Le città indiane hanno l'aria più inquinata del mondo. Le utenze termiche, che producono il 75% dell'energia elettrica del Paese, sono responsabili di circa l'80% delle emissioni industriali di ossidi di zolfo e nitrosi, che causano malattie polmonari, piogge acide e smog.

Inizialmente, l'India aveva fissato una scadenza al 2017 per l'installazione di unità di desurriscaldamento dei gas di scarico (FGD) per ridurre le emissioni di zolfo.
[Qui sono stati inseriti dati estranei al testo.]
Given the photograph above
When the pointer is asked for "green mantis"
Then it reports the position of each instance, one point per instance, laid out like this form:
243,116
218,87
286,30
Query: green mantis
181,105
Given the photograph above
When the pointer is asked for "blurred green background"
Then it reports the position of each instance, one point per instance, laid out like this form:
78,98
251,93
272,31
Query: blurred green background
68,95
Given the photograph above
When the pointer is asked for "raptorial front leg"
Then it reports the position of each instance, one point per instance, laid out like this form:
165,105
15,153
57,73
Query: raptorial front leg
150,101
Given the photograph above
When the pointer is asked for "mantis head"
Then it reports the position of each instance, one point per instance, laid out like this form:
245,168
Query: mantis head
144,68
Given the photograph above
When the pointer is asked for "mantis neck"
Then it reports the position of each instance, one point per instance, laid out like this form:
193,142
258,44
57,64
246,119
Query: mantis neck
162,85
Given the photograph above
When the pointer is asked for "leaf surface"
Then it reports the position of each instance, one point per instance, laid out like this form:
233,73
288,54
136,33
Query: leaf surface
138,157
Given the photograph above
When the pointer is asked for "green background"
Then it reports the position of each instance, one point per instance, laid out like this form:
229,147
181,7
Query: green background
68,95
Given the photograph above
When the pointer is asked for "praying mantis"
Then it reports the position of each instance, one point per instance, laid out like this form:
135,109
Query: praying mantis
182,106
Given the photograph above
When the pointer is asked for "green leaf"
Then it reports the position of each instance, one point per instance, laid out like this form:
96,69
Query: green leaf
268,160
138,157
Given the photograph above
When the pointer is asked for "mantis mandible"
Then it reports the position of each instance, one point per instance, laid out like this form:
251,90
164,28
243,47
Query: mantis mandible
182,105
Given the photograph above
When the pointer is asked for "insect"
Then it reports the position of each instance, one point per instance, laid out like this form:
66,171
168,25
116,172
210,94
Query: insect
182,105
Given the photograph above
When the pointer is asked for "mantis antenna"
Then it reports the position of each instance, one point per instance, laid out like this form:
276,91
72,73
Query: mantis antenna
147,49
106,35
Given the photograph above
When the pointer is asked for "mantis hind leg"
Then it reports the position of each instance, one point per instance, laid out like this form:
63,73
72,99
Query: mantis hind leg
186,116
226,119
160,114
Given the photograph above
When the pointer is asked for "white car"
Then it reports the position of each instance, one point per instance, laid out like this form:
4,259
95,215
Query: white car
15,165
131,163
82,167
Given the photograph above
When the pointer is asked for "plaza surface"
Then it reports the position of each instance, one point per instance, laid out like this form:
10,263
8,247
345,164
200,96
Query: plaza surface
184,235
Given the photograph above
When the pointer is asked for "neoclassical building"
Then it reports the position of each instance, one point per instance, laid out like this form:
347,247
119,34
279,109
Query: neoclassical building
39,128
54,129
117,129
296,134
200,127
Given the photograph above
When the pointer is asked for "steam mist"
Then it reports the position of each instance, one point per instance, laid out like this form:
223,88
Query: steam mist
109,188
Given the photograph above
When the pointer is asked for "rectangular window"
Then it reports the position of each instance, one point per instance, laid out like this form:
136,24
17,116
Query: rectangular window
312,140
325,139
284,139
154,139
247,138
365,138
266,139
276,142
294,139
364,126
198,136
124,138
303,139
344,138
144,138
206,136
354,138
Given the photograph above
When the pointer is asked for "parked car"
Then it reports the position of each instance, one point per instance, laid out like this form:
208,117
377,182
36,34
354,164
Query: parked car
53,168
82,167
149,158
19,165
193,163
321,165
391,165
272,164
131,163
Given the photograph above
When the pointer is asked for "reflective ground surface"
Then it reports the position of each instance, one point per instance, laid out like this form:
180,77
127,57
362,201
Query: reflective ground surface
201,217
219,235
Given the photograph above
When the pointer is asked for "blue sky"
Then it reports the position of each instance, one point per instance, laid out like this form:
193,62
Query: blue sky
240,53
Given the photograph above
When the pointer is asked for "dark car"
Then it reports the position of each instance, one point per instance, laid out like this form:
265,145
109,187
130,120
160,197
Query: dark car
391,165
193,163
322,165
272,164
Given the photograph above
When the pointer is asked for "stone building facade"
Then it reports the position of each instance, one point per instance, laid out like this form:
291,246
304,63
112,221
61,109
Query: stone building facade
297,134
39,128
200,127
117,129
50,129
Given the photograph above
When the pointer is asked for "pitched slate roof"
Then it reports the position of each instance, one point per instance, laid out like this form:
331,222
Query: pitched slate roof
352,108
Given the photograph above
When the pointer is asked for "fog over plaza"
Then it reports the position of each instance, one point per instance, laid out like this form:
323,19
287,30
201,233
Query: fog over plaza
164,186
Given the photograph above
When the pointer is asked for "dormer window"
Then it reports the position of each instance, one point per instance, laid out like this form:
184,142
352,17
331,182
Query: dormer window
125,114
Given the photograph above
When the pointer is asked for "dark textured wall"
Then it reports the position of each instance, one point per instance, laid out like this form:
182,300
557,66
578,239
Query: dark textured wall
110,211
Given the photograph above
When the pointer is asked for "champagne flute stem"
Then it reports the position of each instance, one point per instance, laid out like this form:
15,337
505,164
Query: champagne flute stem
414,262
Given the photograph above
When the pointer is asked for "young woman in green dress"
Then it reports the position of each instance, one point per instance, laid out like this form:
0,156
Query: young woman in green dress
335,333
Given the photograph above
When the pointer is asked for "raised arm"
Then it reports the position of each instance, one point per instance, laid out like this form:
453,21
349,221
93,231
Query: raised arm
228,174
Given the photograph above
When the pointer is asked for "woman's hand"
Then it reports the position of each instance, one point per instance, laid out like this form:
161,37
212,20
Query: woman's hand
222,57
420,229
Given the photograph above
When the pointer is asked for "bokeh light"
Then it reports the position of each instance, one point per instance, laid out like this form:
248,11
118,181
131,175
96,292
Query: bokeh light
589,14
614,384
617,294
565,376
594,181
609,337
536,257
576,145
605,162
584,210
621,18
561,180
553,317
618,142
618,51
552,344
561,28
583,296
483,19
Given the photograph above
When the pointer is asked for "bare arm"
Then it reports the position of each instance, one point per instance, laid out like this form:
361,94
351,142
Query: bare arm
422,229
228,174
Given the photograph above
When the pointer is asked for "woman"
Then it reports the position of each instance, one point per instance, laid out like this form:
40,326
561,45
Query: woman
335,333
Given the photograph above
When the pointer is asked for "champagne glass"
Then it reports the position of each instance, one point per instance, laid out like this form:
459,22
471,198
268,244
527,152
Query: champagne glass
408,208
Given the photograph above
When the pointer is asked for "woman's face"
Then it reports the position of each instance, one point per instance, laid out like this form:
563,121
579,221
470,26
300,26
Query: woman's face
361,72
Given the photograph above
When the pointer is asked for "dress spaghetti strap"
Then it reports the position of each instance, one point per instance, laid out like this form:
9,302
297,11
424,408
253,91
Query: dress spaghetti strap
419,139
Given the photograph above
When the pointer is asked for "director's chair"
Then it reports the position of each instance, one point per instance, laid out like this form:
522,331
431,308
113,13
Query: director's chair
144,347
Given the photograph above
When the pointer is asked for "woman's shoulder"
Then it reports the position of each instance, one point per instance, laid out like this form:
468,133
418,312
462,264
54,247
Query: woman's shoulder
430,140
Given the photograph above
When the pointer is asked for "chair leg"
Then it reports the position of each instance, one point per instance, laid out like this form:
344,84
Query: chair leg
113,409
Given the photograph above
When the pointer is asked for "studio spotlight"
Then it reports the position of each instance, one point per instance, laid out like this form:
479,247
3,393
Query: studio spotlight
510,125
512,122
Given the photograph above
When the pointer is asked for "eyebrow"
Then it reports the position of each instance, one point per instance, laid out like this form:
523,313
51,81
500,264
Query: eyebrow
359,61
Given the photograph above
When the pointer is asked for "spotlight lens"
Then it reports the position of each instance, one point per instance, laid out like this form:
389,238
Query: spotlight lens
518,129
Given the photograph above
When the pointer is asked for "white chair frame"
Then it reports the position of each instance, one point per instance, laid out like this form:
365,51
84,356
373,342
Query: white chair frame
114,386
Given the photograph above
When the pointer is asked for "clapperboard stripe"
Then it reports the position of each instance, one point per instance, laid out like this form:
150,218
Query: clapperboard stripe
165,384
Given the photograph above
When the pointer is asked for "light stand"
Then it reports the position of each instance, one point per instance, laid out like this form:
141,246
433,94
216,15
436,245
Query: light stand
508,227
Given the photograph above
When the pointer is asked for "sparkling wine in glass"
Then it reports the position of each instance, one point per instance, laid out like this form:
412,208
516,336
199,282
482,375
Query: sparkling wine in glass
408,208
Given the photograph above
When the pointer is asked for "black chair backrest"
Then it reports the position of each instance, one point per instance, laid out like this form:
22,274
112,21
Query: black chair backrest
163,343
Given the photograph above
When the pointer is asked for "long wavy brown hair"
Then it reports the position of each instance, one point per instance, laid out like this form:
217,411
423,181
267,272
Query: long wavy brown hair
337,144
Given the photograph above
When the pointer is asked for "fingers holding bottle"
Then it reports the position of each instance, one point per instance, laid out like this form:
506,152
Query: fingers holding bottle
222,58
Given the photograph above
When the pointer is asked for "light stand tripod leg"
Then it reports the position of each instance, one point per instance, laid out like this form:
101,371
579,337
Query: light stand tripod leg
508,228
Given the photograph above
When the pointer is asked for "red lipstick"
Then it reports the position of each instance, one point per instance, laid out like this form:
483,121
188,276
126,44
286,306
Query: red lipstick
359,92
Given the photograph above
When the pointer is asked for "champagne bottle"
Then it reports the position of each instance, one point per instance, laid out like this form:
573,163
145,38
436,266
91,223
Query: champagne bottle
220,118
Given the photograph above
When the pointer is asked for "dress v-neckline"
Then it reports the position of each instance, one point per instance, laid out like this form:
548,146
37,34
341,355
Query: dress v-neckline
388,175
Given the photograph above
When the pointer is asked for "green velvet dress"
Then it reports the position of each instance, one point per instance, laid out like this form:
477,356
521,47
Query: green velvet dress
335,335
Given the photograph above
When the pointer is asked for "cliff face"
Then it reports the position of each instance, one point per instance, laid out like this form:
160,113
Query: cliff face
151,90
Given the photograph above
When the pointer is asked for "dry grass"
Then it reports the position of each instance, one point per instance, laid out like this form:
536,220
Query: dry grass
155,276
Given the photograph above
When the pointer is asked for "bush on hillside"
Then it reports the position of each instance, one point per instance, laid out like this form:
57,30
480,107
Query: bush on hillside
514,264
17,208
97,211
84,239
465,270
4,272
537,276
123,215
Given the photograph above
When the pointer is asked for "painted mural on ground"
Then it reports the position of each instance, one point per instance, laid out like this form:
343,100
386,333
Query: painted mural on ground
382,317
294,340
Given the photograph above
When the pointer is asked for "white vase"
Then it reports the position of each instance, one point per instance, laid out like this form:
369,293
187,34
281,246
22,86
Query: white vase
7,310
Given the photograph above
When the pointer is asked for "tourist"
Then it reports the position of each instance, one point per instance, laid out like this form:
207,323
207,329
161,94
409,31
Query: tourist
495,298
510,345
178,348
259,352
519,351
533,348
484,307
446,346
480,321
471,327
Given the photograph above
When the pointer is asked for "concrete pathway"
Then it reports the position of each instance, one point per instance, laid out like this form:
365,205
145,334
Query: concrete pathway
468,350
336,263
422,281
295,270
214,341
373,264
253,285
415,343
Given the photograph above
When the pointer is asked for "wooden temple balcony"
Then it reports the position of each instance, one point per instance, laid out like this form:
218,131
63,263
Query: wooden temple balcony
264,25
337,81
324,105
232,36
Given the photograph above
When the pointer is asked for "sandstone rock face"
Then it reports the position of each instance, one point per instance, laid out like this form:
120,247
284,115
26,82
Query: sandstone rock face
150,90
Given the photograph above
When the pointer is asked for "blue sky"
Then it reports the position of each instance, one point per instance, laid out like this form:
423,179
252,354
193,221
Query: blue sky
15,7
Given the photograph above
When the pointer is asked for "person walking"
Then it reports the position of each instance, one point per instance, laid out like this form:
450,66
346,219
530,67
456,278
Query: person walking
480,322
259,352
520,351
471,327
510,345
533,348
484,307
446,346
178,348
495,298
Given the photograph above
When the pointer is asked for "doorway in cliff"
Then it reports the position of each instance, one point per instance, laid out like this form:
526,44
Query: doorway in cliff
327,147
In seguito è stata modificata in scadenze variabili per le diverse regioni, con termine nel 2022, e ulteriormente estesa l'anno scorso a un periodo che termina nel 2025.

L'ordine di martedì ha detto che le centrali elettriche saranno ritirate forzatamente se non rispetteranno le norme sulle emissioni di zolfo entro la fine del 2027.

Gli impianti in prossimità di regioni popolose e della capitale Nuova Delhi dovranno pagare delle penali per operare a partire dalla fine del 2024, mentre le utility in aree meno inquinanti saranno penalizzate dopo la fine del 2026, si legge nell'ordine.

Il Ministero federale dell'Energia aveva spinto per una proroga, citando i costi più elevati, la mancanza di fondi, i ritardi legati al COVID 19 e la tensione geopolitica con la vicina Cina, che ha limitato gli scambi commerciali.

Il ritardo sarà accolto con favore dagli operatori delle utility alimentate a carbone, comprese le aziende private, come Tata Power e Adani Power, che da tempo esercitano pressioni per ottenere requisiti meno severi.